Other solution providers took even more steps to ensure their customers' business continuity.

Global Data Systems, a Lafayette, La.-based solution provider, took that a step further. After Katrina, the company purchased 10 mobile, 5-foot-by-8-foot trailers that have satellite capability and can run on generators. The trailers provide customers with their rerouted voice traffic, Internet and e-mail, just as they would in a regular office, said Chris Vincent, senior vice president of Global Data Systems.

"It's got a 1.2 meter dish on it. We pull it up anywhere, run a cable inside. It's been great. We also have some 26-foot mobile offices with generators," he said. Global Data Systems marketed the units as insurance policies for "a couple hundred dollars a month" in case of a disaster, Vincent said. After Gustav, he's got more demand than trailers.

"That's business continuity. All the [telephone] exchanges went down. We have the capability to reroute voice traffic to different exchanges. Right now, we're rerouting one customer through a Utah exchange. I was in Houma (La.) yesterday, ground zero. It's tore up. There's no power, sewer, water. Baton rouge is tore up pretty good as well. We've got customers over there. They've been down for days. We could have had them with voice [communications] for a couple hundred a month," he said. The solution provider also rents them to customers who need voice and data access in hard-to-reach places such as off-shore oil rigs or in the Bayou, Vincent said. Prior to Gustav, solution providers like Global Data Systems also had their own business continuity plans in place.

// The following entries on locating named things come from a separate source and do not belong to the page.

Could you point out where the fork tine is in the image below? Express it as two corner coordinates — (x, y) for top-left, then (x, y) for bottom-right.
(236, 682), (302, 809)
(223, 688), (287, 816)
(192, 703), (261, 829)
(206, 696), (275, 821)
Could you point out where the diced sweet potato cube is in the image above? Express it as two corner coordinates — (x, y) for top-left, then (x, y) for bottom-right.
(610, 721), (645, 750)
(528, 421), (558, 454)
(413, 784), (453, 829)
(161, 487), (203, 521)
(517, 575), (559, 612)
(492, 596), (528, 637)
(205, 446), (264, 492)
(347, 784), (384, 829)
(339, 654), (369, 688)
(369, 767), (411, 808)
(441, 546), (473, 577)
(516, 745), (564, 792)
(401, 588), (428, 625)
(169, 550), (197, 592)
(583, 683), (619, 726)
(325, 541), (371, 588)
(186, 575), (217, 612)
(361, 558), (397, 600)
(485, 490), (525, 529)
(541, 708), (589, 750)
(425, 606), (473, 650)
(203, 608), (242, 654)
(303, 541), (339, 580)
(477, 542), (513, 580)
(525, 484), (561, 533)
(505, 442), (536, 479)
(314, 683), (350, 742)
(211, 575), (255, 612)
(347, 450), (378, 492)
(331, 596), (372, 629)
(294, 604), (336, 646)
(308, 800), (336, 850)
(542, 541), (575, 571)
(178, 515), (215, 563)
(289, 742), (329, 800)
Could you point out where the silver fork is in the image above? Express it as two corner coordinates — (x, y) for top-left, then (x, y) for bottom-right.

"We're just more prepared now in general, from communications with employees, to figuring out how to pull these guys together. We have different levels of evacuation," Vincent said.

Global Data Systems rerouted its own traffic through California exchanges and bought a megawatt generator. The company never lost connectivity during or following Gustav, Vincent said.

It's been business as usual for us," he said. "The key is to have a plan and execute that plan. Ensure that you've got a way to have your customers communicate among themselves. Look at Houma. They're saying it could take weeks to restore power. That means your business is down for weeks. We can deliver a way to have your business up and running the next day."

Meanwhile, Universal Data helped clients by securing space in two Baton Rouge data centers for a month before Gustav arrived. Prior to the storm, the New Orleans-based solution provider helped backup several clients' mission critical information and applications to the data center, said Jim Perrier, president of UDI.

While Baton Rouge got hit harder than New Orleans this time, and the data centers are running on generators, UDI's customers haven't missed a beat.

Perrier's foresight prevented what happened to UDI after Katrina, when his office remained without power for weeks and employees scattered all over the South.

"My office still doesn't have electricity, but we were still able to function our business. We're very prepared for this and under the circumstances done very well," Perrier said. "My team all had a list of clients that they were accountable for. We made sure they knew what they had to do. We had all the backups done and it really went as smooth as it could be."

In New Orleans, life likely won't return to normal until at least next week, or at least as normal as possible while still licking some wounds from Katrina. Near his office in nearby Metarie, Long said the only businesses open Thursday morning were grocery stores and gas stations, along with one out of eight or 10 coffee shops.

He evacuated from his home on the North Shore of Lake Pontchartrain about 4 a.m. Sunday to drive to a casino in Philadelphia, Miss., where he stayed for three days.

Before leaving, Long, an amateur photographer, had to back tens of thousands of photos onto a raid array to take with him.

"That was a pain in the neck. I can imagine what everyone is going through," he said. "I heard on the radio that it costs $1,500 per person to evacuate. That's expensive and it's a loss of business."

And that's why the city's solution providers took steps to ensure they could help.